Sell to a third party, or a junior partner? There are pros and cons to each, but either one beats a dead-stick landing
I fly a lot in my work for FP Transitions—millions of miles, so far. I once asked a pilot, “If the engines of this airliner quit at altitude—say, 30,000 feet—how far can we fly before we hit the earth?” The captain said that it would vary depending upon the wind and the load, of course, but around 100 to 110 miles would be a good estimate. This is the same approach that many advisors use toward the end of their careers. Once the engines start to fade, they hold on until the end, keep the ride smooth, and make it last as long as possible. In the absence of all other choices, it’s a great plan! It is a tale of survival. In this industry, however, there are usually other, better alternatives than a dead-stick landing.
Selling Externally (to a Third Party)
Practice values have been slowly but steadily increasing over the 16 years we’ve been tracking the data, fueled in part by a strong and stable seller’s market. As mentioned, the current buyer-to-seller ratio is about 50 to 1, but we’ve never seen this result in an auction or a bidding war, at least not on our watch. Instead, advisors go about the process in a very professional manner—one that the client base tends to strongly approve of, at least in hindsight. The first criterion is quality of the match.
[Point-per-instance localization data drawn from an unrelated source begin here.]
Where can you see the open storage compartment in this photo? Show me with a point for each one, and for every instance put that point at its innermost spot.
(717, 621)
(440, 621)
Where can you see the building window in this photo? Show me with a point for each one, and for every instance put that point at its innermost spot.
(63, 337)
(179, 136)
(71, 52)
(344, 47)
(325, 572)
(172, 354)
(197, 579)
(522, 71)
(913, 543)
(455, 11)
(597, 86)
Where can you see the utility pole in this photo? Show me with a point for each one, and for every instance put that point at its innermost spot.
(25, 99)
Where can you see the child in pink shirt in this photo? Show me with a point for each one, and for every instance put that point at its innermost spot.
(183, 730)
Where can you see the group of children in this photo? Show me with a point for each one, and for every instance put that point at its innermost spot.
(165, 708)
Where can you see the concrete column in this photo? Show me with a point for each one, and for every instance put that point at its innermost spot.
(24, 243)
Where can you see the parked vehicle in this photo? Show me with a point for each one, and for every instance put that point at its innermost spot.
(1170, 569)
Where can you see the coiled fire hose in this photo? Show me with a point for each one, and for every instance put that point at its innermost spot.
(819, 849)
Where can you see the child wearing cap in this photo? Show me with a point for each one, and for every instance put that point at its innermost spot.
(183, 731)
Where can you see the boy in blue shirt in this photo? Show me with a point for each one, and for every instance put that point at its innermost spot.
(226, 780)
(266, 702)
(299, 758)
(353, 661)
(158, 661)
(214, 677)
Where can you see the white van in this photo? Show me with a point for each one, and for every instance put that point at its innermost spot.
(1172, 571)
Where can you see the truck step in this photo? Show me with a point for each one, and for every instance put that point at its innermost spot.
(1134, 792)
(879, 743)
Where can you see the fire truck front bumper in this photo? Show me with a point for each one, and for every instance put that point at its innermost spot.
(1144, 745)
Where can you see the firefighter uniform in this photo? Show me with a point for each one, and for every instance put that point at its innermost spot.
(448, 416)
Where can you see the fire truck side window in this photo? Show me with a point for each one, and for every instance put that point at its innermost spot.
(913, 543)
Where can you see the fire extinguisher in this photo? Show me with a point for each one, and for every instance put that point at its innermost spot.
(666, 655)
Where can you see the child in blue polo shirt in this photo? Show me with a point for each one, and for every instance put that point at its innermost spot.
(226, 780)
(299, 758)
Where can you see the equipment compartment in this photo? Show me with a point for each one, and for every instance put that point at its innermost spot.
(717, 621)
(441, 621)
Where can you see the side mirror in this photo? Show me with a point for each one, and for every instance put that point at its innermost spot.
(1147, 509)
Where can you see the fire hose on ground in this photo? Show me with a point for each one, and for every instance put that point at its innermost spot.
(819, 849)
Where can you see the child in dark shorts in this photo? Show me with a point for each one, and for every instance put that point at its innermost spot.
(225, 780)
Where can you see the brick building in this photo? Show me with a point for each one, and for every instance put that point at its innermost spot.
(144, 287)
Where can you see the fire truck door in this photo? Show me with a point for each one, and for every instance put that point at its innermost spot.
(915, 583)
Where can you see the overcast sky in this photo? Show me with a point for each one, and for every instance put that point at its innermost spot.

Sellers prefer to find buyers who are mirror images of themselves, at least in terms of client base, revenue streams and investment philosophy, but larger in terms of cash flow and value (i.e., businesses tend to buy practices). The second criterion is geography. Sometimes this means a buyer close by; sometimes it doesn’t. A seller who wants to keep his or her office open, the staff employed and the same brick-and-mortar operation in place will often prefer a buyer who does not have a local presence. A seller with four months left on the lease and with no intentions of signing another lease will usually prefer a strong local buyer.